On Monday, Xue, president of Southern University of Science and Technology in Shenzhen, Guangdong province, was presented with the State Preeminent Science and Technology Award, China's top science award.

Also a professor at Tsinghua University and an academician at the Chinese Academy of Sciences, Xue led a team in 2012 to introduce magnetism into an insulator and observed an anomalous effect in the material. The discovery was published in the journal Science in early 2013 and recognized as a "milestone" and "one of the most awaited effects" by reviewers.

In his search, Xue said that his team made over 1,000 samples of thin insulators within four years.

"It would take about three to four days to finish preparing and measuring a single sample, so our team members together were deeply committed to completing such a massive workload," he said.

Despite varying descriptions of Xue, his coworkers were unanimously impressed by his diligence, perseverance and optimism.

Born and raised in a mountainous region in Shandong province in 1963, Xue said he considered himself "proficient in science since high school" but had only been an average student in college.

He failed the graduate program entrance exam twice before being admitted to the Institute of Physics at the Chinese Academy of Sciences in 1987.

"I think my upbringing in a remote region nestled in hills toughened me up and propelled me to pursue a goal relentlessly," he said last week. "Confronting failure, I am always able to reset and quickly engage in the next step."

In the 1990s, Xue received doctoral training and carried out research in China, as well as at Tohoku University in Japan and the University of North Carolina in the United States, during which he honed his laboratory skills and internalized a rigorous attitude toward science.

One of the most difficult moments that Xue often recounts to his students was when he was stuck during an experiment that involved using a scanning microscope to take an image of a flat surface of a semiconductor at the level of the atom.

"He compared his exertion to the desperation of getting lost at sea and gazing toward the blank horizon, with no sight of an island," said He Ke, a physics professor at Tsinghua University and a member of Xue's team.

"It was not until half a year later that Xue said he finally spotted a beautiful, clear image of the atomic arrangement of the material, and experienced a sense of joy like a castaway seeing a piece of land.

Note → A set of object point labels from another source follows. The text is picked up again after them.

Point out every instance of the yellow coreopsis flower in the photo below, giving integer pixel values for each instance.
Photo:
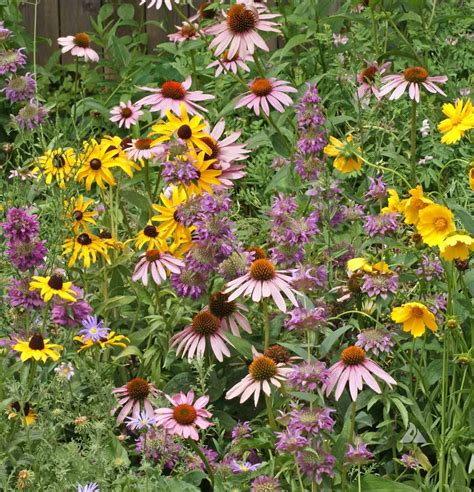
(57, 164)
(53, 286)
(346, 159)
(435, 222)
(78, 214)
(37, 348)
(415, 318)
(192, 131)
(460, 119)
(85, 247)
(411, 206)
(456, 246)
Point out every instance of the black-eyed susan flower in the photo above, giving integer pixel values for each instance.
(53, 286)
(191, 130)
(460, 119)
(57, 165)
(111, 340)
(415, 318)
(37, 348)
(149, 236)
(345, 153)
(78, 214)
(435, 223)
(456, 246)
(84, 247)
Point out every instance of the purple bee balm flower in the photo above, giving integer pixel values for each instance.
(21, 296)
(380, 285)
(11, 60)
(241, 431)
(264, 483)
(94, 330)
(314, 463)
(430, 269)
(381, 225)
(20, 88)
(375, 340)
(27, 255)
(377, 188)
(30, 116)
(308, 376)
(291, 441)
(69, 314)
(313, 420)
(20, 225)
(243, 467)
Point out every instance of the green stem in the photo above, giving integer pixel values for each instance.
(413, 143)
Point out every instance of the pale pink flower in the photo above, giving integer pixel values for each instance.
(187, 31)
(205, 330)
(133, 397)
(265, 93)
(79, 45)
(412, 78)
(367, 81)
(239, 31)
(356, 369)
(185, 416)
(158, 263)
(229, 313)
(226, 64)
(142, 148)
(170, 96)
(263, 372)
(262, 281)
(126, 114)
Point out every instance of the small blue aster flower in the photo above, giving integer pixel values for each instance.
(94, 330)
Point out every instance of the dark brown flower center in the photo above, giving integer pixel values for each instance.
(262, 270)
(278, 354)
(138, 389)
(36, 342)
(173, 90)
(184, 414)
(205, 323)
(95, 164)
(261, 87)
(263, 368)
(82, 40)
(185, 132)
(240, 19)
(56, 282)
(84, 239)
(150, 231)
(415, 74)
(353, 356)
(219, 305)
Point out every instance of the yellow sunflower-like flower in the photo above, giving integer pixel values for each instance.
(208, 177)
(456, 246)
(415, 318)
(53, 286)
(435, 223)
(171, 224)
(460, 119)
(184, 128)
(346, 159)
(78, 214)
(112, 340)
(149, 236)
(84, 247)
(411, 206)
(37, 348)
(57, 164)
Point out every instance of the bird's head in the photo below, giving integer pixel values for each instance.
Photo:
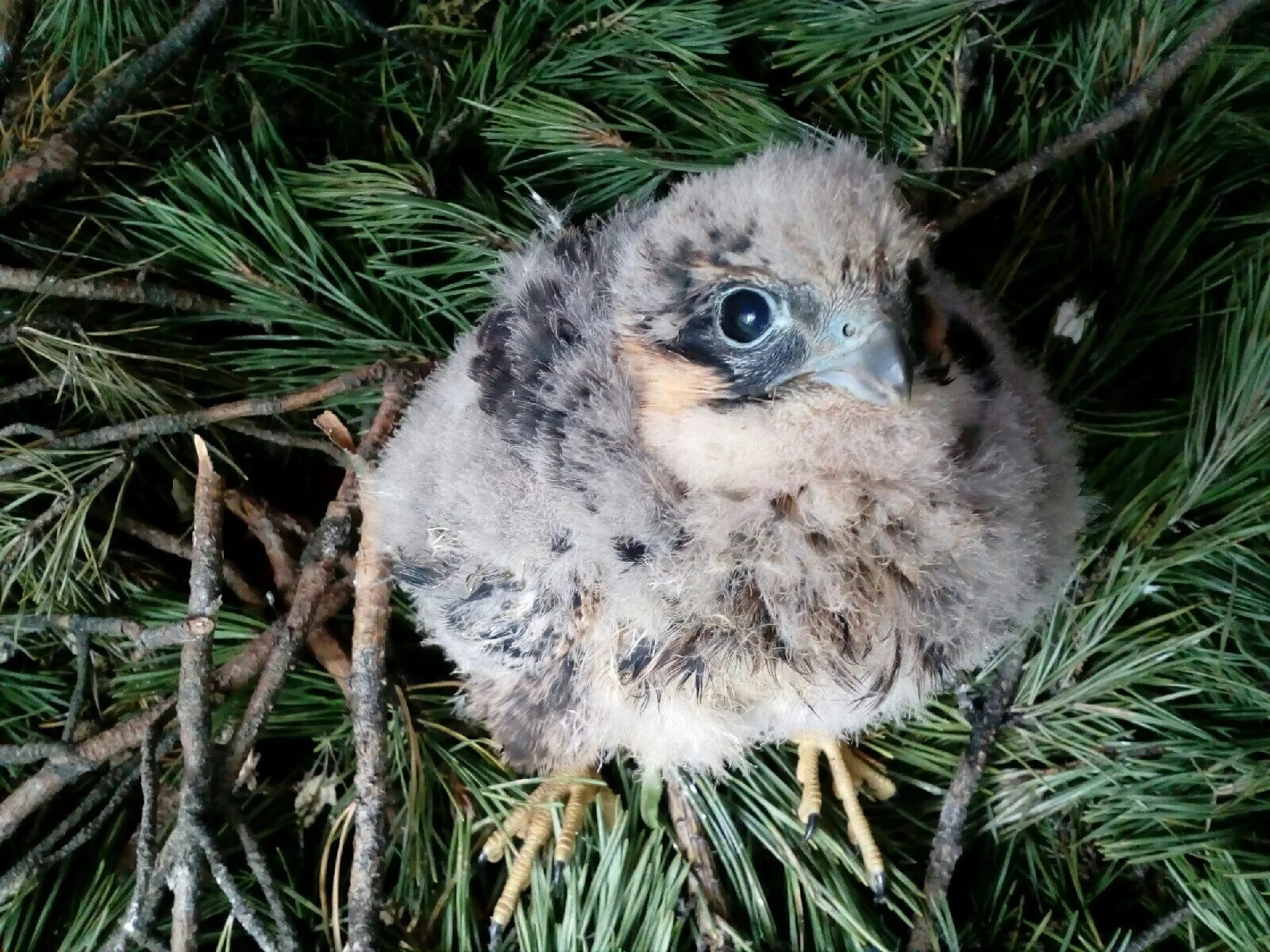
(791, 270)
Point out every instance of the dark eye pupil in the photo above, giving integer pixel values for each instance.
(746, 317)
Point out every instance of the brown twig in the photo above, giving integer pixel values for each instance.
(946, 846)
(63, 154)
(194, 702)
(14, 21)
(1134, 103)
(171, 545)
(268, 524)
(114, 290)
(318, 566)
(31, 387)
(168, 424)
(83, 668)
(291, 441)
(711, 908)
(1160, 930)
(368, 683)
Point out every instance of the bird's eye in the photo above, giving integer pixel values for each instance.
(746, 315)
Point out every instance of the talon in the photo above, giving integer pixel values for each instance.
(850, 772)
(810, 828)
(879, 884)
(533, 823)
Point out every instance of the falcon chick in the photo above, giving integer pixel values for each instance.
(729, 469)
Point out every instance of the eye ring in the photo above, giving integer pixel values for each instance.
(746, 315)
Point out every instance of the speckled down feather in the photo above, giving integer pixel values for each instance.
(622, 559)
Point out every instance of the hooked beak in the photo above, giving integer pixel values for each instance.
(878, 370)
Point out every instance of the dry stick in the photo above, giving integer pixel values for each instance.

Xue used his experience to encourage us to persist when encountering a hurdle."

Xue returned to China in 1999 and began working at Tsinghua University in 2005, where he stuck to a habit of clocking in at 7 am and not leaving until 11 pm.

Feng Xiao, an associate professor at Tsinghua University and a team member, said that creating and growing samples requires balancing a variety of parameters at the atomic level.

"Xue always requires us to pursue perfection and pay attention to the slightest details," she said. "When handling the extremely complicated and large equipment in our lab, Xue said that we should aim for utmost precision to the extent that experimenting with them is as easy as riding a bicycle on campus."

There is nothing that could enrage Xue more than seeing lab personnel wasting time or resources, Feng said.

A story circulated among his students about Xue severely chastising a student who idled around and browsed the internet for fun in the laboratory. "We understood that he was in pain at that moment, because when Xue was our age, he had no access to advanced equipment so he couldn't bear a waste of precious resources," she said.

With the increasing scientific and technological prowess of China, Xue said that as a Chinese scientist he feels a responsibility to present the highest quality data and research outcomes to the world and advance science together with global researchers.

"I am often asked where I draw my strength from and how I maintain my passion," Xue said. "That's actually very easy for me. I am already grateful for being born into a great time that values and fosters innovation. Just by looking back at how far we've come, I feel inspired to keep going."